The recent appearance of groups of dead white-tailed deer in southern Wisconsin, has caused a worried and even fearful reaction for deer lovers.
Whether consciously or subconsciously, whether we hunt and use wildlife for food, or simply love the bit of nature they bring to our urban or suburban existence, many of us see wildlife as an environmental barometer.
Reports of multiple dead deer in southern WI first made the news several weeks ago. Initially the culprit was uncertain. However, we now know that Epizootic Hemorrhagic Disease Virus, an Orbivirus transmitted by Culicoides sp. (biting midges, also known as “no-see-ums”) is responsible for the deer deaths.
Not a New Disease
Epizootic Hemorrhagic Disease virus or EHD/V is not new to southern WI, but the number of deer it has killed in southern WI in 2012 is striking. The WI Department of Natural Resources (DNR) monitors reports of dead deer and the counties affected. In a late September 2012 report to the Milwaukee Journal Sentinal, the DNR’s Eric Lobner noted 178 deer deaths due to EHD.
Michigan, Illinois, Indiana and Delaware have also reported large numbers of deer deaths due to EHDV in 2012.
Increase in EHDV in Northern States: Climate Change
Interestingly, in a letter in Wisconsin Natural Resources magazine in August of 2011, the WI DNR’s Melissa Clark commented that EHD, as seen in IL, could increase in WI deer herds if climate change allowed midges to survive and move further north into Wisconsin.
EHD is not spread from animal to animal, but rather the virus is transmitted to deer and other wild ruminants, such as mule deer and antelope, by biting midges, Culicoides sp. These small flying insects are found near water, which curiously is in short supply in southern WI this summer, as we suffer one of the worst droughts in recent times.

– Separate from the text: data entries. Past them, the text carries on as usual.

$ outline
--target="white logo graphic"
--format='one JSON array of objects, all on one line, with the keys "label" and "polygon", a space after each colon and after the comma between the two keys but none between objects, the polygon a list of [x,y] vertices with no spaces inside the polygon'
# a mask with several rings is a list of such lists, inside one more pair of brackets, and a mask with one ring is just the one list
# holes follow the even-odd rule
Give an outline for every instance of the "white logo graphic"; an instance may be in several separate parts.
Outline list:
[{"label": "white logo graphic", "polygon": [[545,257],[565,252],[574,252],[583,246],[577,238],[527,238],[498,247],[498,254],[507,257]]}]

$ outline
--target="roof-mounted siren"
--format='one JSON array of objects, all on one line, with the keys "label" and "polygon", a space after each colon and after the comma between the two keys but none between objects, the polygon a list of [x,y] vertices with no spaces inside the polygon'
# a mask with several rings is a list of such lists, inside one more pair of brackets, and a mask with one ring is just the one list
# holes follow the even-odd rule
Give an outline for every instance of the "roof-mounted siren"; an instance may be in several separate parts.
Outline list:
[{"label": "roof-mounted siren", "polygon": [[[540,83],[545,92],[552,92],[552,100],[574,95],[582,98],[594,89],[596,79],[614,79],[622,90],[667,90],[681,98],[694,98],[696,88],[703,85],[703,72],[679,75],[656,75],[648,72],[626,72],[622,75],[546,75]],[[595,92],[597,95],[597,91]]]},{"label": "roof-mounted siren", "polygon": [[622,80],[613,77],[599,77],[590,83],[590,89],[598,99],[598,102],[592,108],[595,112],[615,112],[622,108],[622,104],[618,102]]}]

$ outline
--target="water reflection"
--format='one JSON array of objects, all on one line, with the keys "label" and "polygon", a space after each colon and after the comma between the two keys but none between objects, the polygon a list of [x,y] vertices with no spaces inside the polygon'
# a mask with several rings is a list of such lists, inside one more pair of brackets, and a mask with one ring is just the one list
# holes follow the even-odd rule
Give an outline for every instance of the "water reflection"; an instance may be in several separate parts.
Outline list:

Infected, deer develop fever, swollen and ulcerated tongues, and internal hemorrhages. Behavioral changes, such as a lack of fear of humans have been reported. Dead deer have been found congregated in and near streams, creeks and other sources of water.
The Michigan DNR website notes that EHD-infected deer may wander into water to try to cool themselves due to fever, and often are found dead, there.
Some deer survive the viral infection, and have immunity to the EHD virus. In the southern U.S. deer die-off due to EHD is less severe that what has been seen in 2012 in Michigan and Wisconsin, as the virus is more common in southern states and some deer are immune.
A Danger to Humans?
Humans in the U.S. are generally not affected by Orbiviruses, as the Medscape website notes:
The orbiviruses are primarily animal pathogens that cause bluetongue disease in sheep, cattle, goats, and wild ungulates; African horse sickness in horses, donkeys, and dogs; and epizootic hemorrhagic deer fever.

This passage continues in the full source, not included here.